1. Process for forming a part in which a metallic material undergoes severe plastic deformation in order to confer on it an ultra-fine grain structure, into which a bar (3) of said material is introduced into a matrix (1) in a direction of introduction (F), the die (1) having an entry zone (1 1) with a cross-section with the section of the bar (3) and an exit zone (13), the exit zone (13) being oriented in a lateral exit direction with respect to the insertion direction (F) for extracting the transformed material, the method being characterized in that the die (1) having an extrusion zone (14) having the same direction the input zone (1 1) and smaller than the input zone (1 1) in the output direction in a ratio between 0.75 and 1 excluded, a transition zone (12) comprising a transition face (120) downstream of the exit zone (13) and performing the t transition between the inlet zone (1 1) and the extrusion zone (14), the bar (3) is extruded through the extrusion zone (14), the transition face (120) creating a pressure for pushing a portion of the material through the exit zone (13) and extracting the converted material into sheet form (4).

2. Method according to claim 1, wherein there is further a back pressure in the extrusion zone (14).
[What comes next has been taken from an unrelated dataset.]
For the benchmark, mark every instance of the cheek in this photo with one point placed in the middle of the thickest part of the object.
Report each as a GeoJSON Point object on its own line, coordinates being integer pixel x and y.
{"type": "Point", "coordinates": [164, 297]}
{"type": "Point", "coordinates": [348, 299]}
3. Method according to claim 1, wherein the matrix (1) is chosen so that

X 1

with:

Ψ section reduction ratio between the output section and the input section; at the angle between the insertion direction (F) and the transition face (120); t = a / h where 2a is the width of the exit zone (13) and h is the difference in size between the entry zone (1 1) and the exit zone (13); and m is the coefficient of friction between the material and the transition face (120).

4. Method according to claim 2, wherein the matrix (1) and the back pressure are chosen so that:

 sin a J k with: Ψ the section reduction ratio between the output section and the input section; at the angle between the insertion direction (F) and the transition face (120); t = a / h where 2a is the width of the exit zone (13) and h is the difference in size between the entry zone (1 1) and the exit zone (13);

 m is the coefficient of friction between the material and the transition face (120);

p _bp is the back pressure; and k is the elastic limit in shear of the material.